Gibbs Sampling ist eine Markov-Ketten-Monte-Carlo (MCMC) algorithm used for obtaining a sequence of samples from a Gemeinsame Wahrscheinlichkeitsverteilung when direct sampling is difficult. This technique is particularly useful in high-dimensional spaces where traditional sampling methods may fail.
The core idea behind Gibbs Sampling is to iteratively sample from the conditional distributions of each variable, given the current values of all the other variables. For instance, in a scenario with two variables, X and Y, the algorithm would first sample a value for X from its conditional distribution P(X|Y), then update Y by sampling from P(Y|X), and repeat this process. This results in a sequence of samples that converge to the target gemeinsame Verteilung.

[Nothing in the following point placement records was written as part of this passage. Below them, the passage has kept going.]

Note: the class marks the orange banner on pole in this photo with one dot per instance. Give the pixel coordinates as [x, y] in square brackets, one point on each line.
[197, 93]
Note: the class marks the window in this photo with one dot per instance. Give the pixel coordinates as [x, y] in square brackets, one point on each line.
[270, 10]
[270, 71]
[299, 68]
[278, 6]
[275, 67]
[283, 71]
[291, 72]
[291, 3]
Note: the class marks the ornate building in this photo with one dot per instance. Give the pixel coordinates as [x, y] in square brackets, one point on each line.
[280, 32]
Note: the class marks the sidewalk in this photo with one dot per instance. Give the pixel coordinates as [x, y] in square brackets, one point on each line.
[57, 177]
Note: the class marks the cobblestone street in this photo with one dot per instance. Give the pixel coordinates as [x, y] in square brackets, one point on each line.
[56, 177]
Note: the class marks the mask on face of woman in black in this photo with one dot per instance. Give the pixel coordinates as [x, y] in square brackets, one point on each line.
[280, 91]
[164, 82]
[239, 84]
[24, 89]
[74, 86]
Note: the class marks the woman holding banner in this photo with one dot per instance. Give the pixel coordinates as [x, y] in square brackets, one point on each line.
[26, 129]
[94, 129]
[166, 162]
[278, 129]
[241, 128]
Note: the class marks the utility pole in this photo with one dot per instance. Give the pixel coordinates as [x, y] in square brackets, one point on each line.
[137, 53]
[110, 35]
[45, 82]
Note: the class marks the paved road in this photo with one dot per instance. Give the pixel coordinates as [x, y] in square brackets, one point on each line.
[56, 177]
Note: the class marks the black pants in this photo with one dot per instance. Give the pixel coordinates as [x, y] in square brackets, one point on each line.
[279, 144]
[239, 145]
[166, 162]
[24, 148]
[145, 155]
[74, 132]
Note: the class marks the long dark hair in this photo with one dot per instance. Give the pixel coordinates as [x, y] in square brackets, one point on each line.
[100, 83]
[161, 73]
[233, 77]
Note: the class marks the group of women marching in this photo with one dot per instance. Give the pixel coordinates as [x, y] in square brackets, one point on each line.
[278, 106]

One of the key advantages of Gibbs Sampling is its simplicity and ease of implementation, especially when the conditional distributions are easy to sample from. It is widely used in various fields such as Bayesianischer Statistik, machine learning, and image processing. However, Gibbs Sampling can have slow convergence rates, particularly if the variables are highly correlated.
In der Praxis werden die ersten paar Stichproben, die durch Gibbs Sampling erzeugt werden, oft verworfen (ein Prozess, der als Burn-in bekannt ist), um der Kette zu ermöglichen, gegen die Zielverteilung zu konvergieren. Die verbleibenden Stichproben können dann verwendet werden, um Eigenschaften der Verteilung zu schätzen, wie Mittelwerte, Varianzen und andere Statistiken.